In metastatic disease, radiation is often used to fix local symptoms. We may use it to help with pain in a bony lesion, or shrink a lung mass that is bleeding or blocking things. Radiation is often the treatment of choice when dealing with spread to the brain, because the blood-brain barrier, which is a coating around our brains there to keep us from accidentally poisoning ourselves in trying out new berries in hunter-gather days, keeps out many of the targeted treatments and chemotherapy as well. Radiation may be given to the whole brain or just a few spots, again very dependent on the clinical picture, and not something that any hard and fast rule can be given here.

One of the things that is difficult for many patients with metastatic disease is understanding that they likely won’t be cured, and that they will be off and on treatment for the remainder of their time. Usually, patients will remain on a treatment until the cancer becomes resistant to it. We know the cancer has become resistant when we see it growing despite therapy either on physical exam, if it can be felt, or on imaging. When progression is found, then the medication is switched to a different medication, and the process begins again.

From an emotional standpoint, the diagnosis of metastatic disease is one of the hardest things for patients. The process of being on a medication, it failing, and moving to the next is overwhelming and hard for most patients, and can cause anxiety, depression and other challenges. If you are struggling with this, my prior podcast on PTSD may be helpful.

But, it can also be a time patients are grateful for. It gives you time to make a bucket list and check some of the things off of it. It gives people time to spend quality time with their loved ones, and say the things they really want to say. In the next few weeks, I will be doing a podcast with an amazing woman, Dr. Faryal Michaud, a palliative medicine doctor, and hear some of her thoughts on prioritizing in our lives – both when we are well and when our time may be more limited.

Finally, one thing I tell patients to at least consider when they are diagnosed with metastatic disease is to find out how much time they have, and then decide how they want to spend it. If someone’s time is short, often I suggest either short or long term disability, to allow them to spend more quality time with family and spending their energy on things they want to do, not on working. This may not be a good option for someone who has a very long expected survival, but I think it is still good to assess where you are, what you want to accomplish and experience, and plan accordingly!

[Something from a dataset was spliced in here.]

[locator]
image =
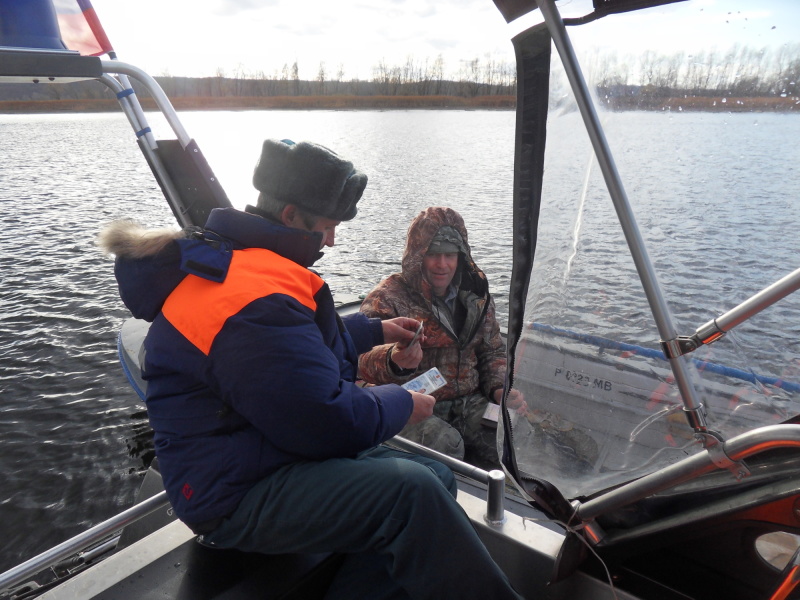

Ok, my friends, I hope this wasn’t too tough this week. The take home messages: there are so many more things we can do no to both extend life and improve quality of life in people diagnosed with metastatic disease. Understanding your diagnosis and prognosis are key to making better decisions. Fear is normal, but may be overwhelming, in which case, you should ask for help. If you want to hear an amazing story of a long term survivor of breast cancer, listen to Joan’s story in podcast 32.